Inside Higher Ed has some good information on further regulation that’s needed on the private loan industry. It seems the investigation conducted by New York Attorney General Andrew Cuomo (started by Elliot Spitzer before he became governor of New York) is prompting more insight into this industry, which boomed in the early part of this decade. A lot of the necessary changes were addressed by the Higher Education Opportunity Act passed by Congress this summer. There are two outstanding pieces of business:
Congress stopped short of embracing two major changes that advocates for students and many financial aid officers argued would truly protect students from being hamstrung by unnecessary private loan debt: (1) requiring college officials to “certify” that a student needs the money he or she is preparing to borrow from a private loan provider and (2) allowing borrowers to discharge private loan debt in bankruptcy. The first provision was strongly opposed by some lenders who provide loans directly to consumers, and the latter ran into significant opposition from senators who had little interest in reopening wholesale changes made to federal bankruptcy laws in 2005.

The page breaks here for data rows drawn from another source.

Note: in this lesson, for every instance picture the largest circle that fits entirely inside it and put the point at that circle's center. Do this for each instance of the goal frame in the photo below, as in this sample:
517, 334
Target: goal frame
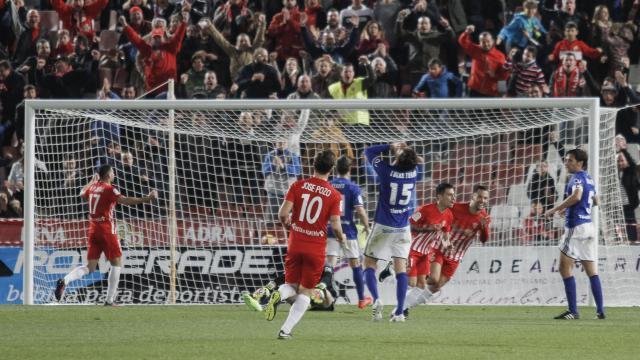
31, 106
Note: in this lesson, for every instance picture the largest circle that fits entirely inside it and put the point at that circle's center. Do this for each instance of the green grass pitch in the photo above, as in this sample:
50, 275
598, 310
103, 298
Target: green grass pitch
234, 332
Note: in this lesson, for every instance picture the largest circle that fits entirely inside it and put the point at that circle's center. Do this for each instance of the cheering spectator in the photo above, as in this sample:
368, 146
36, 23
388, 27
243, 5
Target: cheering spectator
257, 80
438, 82
242, 53
159, 56
524, 29
487, 65
77, 17
424, 43
285, 30
329, 45
525, 74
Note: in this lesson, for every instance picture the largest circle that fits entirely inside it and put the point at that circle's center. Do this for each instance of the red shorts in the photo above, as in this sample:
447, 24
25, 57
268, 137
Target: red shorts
103, 238
418, 264
448, 266
304, 268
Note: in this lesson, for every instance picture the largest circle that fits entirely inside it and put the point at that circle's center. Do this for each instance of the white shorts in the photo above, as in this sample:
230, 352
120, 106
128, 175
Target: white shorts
580, 243
385, 241
351, 249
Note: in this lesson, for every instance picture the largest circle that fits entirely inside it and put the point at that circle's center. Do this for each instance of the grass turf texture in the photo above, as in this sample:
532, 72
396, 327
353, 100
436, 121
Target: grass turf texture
234, 332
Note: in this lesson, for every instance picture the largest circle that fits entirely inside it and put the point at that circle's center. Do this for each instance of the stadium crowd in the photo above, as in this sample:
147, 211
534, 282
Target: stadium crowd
305, 49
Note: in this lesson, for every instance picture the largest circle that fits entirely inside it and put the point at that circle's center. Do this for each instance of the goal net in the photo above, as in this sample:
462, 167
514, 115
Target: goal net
222, 168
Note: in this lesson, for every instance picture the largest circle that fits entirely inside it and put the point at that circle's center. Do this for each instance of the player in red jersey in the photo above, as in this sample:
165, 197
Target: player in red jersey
430, 224
103, 197
309, 205
469, 220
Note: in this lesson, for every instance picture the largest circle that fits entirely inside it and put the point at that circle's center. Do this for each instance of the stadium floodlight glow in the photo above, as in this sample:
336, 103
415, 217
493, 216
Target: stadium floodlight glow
211, 236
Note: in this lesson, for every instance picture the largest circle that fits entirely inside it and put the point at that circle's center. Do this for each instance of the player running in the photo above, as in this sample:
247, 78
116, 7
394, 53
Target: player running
103, 197
308, 206
579, 242
351, 200
391, 234
469, 221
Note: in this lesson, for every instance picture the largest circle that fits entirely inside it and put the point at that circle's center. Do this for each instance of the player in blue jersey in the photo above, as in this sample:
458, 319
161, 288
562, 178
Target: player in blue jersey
580, 239
391, 234
351, 200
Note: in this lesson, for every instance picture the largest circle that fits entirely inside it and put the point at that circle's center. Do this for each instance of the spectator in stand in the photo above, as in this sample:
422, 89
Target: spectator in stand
281, 168
629, 186
350, 87
26, 43
438, 82
242, 53
303, 90
233, 18
328, 43
160, 55
193, 80
257, 80
285, 30
371, 37
568, 79
11, 94
386, 72
425, 44
525, 74
570, 43
385, 13
357, 8
524, 29
618, 93
487, 64
212, 90
542, 187
77, 17
327, 73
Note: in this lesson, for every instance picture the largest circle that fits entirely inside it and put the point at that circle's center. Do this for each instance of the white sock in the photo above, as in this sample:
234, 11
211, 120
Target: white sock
286, 291
76, 274
413, 297
295, 313
114, 278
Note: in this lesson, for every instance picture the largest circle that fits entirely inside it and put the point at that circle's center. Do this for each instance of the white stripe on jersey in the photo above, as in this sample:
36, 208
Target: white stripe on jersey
423, 242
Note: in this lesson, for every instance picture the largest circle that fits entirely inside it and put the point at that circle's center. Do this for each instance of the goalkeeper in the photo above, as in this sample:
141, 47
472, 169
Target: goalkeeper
323, 299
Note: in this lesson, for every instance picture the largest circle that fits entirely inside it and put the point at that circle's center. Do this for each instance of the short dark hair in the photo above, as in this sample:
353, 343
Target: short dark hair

That’s right. If you go bankrupt with student loan debt, the government has afforded that debt the same protection (meaning you still have to pay it off) as child support and taxes. This seems to me like a major loophole in the legislation. No other industry gets such special protection. Why student loans? I would understand if it covered direct lending from the federal government, but it covers private loans from lending giants like Sallie Mae.

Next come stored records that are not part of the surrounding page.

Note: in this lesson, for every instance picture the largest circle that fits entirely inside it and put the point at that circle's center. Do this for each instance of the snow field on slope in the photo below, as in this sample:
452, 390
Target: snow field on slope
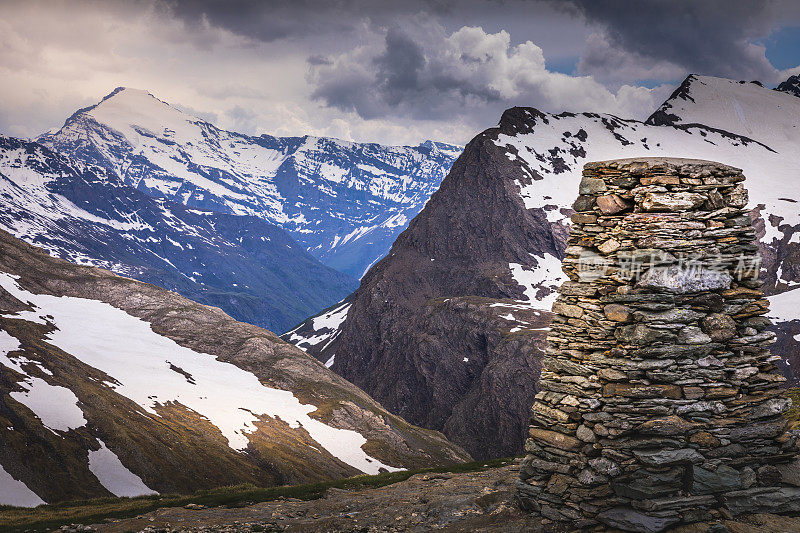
57, 407
547, 274
127, 349
17, 493
112, 474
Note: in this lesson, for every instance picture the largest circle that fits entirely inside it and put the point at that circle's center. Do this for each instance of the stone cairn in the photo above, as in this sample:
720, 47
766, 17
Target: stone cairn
659, 401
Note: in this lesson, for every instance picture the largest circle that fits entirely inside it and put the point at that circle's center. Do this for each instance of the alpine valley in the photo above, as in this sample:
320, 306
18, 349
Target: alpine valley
134, 185
449, 329
344, 202
111, 386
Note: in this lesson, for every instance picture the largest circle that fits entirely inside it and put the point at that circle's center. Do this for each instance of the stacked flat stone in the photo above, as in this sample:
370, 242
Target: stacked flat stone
659, 401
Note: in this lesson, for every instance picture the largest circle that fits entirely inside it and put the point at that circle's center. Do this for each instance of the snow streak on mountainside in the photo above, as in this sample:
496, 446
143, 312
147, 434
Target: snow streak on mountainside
344, 202
517, 184
112, 386
251, 269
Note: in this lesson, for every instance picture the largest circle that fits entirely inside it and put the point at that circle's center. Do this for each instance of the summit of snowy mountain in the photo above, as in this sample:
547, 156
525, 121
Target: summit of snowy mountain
746, 109
252, 269
791, 86
345, 202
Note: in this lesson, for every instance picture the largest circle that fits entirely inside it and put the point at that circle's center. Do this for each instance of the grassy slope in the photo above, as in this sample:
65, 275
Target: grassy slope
92, 511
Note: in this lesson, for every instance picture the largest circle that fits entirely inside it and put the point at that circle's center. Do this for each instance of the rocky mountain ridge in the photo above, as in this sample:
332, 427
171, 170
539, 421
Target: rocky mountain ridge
248, 267
110, 386
344, 202
486, 251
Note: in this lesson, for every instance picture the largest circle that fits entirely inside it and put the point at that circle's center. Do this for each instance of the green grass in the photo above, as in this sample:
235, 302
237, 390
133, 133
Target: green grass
793, 414
47, 517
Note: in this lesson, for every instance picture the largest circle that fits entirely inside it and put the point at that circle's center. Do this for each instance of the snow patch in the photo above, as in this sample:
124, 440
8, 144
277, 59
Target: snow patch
110, 339
112, 474
14, 492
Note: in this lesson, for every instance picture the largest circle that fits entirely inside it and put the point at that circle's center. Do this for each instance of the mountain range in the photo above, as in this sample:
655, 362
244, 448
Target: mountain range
134, 185
343, 202
248, 267
448, 329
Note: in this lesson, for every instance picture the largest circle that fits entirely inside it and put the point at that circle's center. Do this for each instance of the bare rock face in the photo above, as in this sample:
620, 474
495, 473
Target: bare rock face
659, 402
429, 334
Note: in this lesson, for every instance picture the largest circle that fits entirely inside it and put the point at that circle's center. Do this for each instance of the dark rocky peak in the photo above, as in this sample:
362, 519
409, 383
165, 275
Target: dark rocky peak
791, 86
662, 117
519, 120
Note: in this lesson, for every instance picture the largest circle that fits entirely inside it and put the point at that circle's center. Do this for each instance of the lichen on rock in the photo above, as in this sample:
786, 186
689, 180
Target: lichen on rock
659, 403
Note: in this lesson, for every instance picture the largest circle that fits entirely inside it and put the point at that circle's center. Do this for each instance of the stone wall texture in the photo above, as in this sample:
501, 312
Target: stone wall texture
659, 401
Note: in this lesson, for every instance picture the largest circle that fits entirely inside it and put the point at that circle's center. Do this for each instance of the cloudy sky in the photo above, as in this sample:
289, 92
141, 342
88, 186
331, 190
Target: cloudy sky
394, 72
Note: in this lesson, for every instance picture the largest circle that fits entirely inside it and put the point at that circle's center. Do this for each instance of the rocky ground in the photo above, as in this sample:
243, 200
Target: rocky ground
477, 501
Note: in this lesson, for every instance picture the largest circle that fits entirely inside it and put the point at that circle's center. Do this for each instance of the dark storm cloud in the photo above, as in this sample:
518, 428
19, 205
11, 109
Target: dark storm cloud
264, 21
319, 59
713, 37
425, 76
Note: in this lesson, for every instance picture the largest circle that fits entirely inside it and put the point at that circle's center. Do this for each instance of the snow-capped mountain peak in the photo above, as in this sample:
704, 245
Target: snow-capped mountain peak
791, 86
746, 109
345, 202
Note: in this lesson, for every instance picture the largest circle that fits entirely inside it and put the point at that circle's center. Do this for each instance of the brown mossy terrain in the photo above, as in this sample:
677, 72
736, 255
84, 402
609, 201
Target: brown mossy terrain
46, 517
475, 497
179, 451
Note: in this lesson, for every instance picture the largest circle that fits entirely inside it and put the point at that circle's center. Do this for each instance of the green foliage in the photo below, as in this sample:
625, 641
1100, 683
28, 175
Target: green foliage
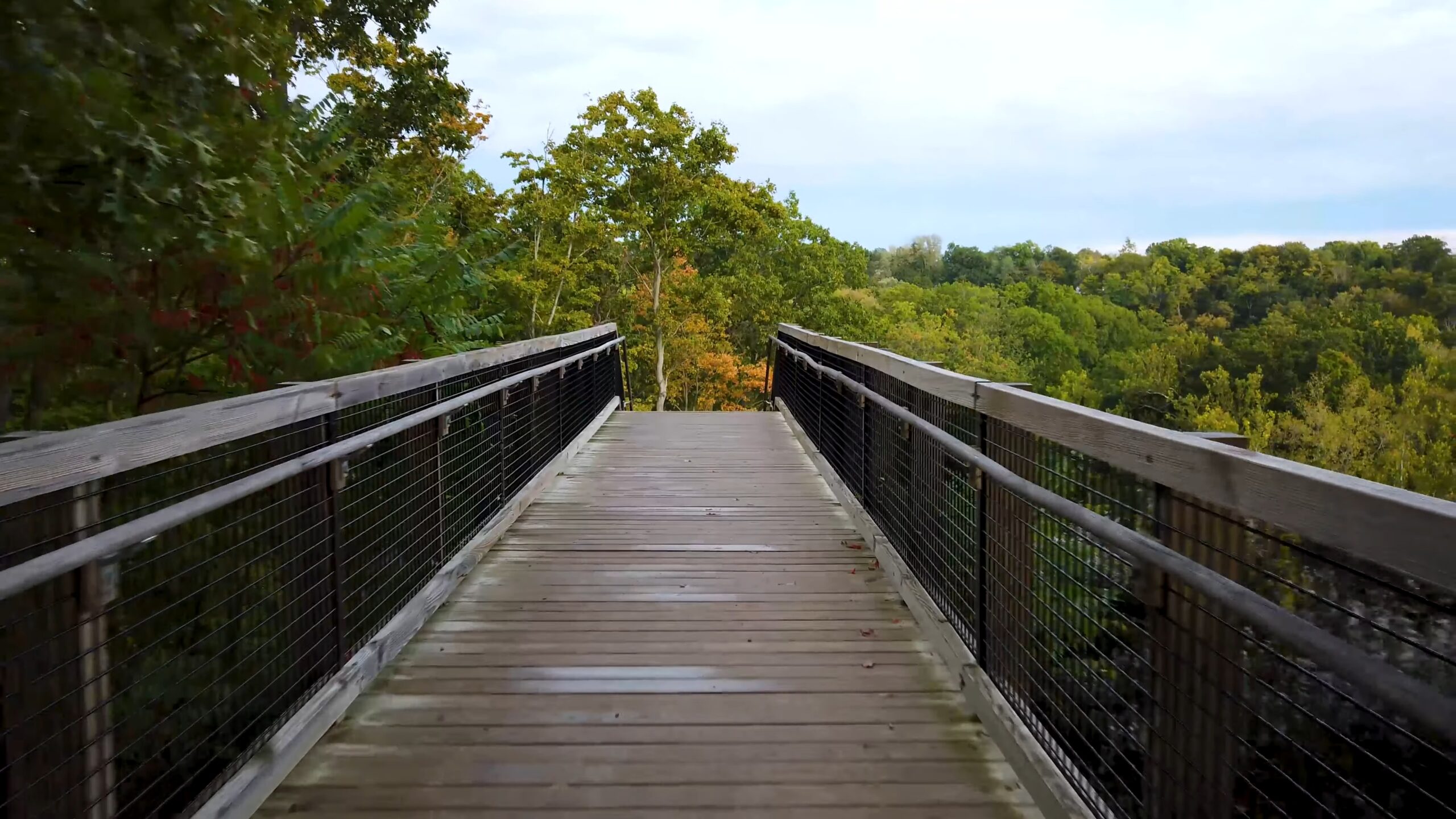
1338, 356
178, 228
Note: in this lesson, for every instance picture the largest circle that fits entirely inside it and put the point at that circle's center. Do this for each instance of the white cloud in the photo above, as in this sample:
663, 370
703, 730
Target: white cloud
1127, 100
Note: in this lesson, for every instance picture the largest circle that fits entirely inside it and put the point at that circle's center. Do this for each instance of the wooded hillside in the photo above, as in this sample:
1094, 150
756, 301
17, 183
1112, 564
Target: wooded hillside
181, 225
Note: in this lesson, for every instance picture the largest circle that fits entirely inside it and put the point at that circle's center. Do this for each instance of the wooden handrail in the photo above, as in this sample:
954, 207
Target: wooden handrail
44, 464
1388, 527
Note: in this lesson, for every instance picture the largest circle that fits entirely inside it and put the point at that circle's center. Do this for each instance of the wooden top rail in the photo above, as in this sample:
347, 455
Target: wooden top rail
1405, 531
44, 464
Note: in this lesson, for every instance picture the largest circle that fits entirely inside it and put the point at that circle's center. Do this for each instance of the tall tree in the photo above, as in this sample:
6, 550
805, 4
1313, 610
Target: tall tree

UPDATE: Okay, so I seem to have gotten this a bit wrong, but that’s what we have post updates for, right? When you stop paying federal loans (these are the ones that come through after you fill out your federal aid application and will have names like Stafford), perhaps because you can’t afford to, the government still pays of almost all of the loan off. The government will still try to collect on that loan from you, though, and recover some of their costs. This was actually explained really well on the financial page in the New Yorker a while ago. It seems that private loans, though, while not reimbursed by the government if the borrower defaults never go away, even if you manage to go bankrupt and unable to pay off your debt. In other words, both federal and private loans aren’t something you can get rid of — even if you go bankrupt.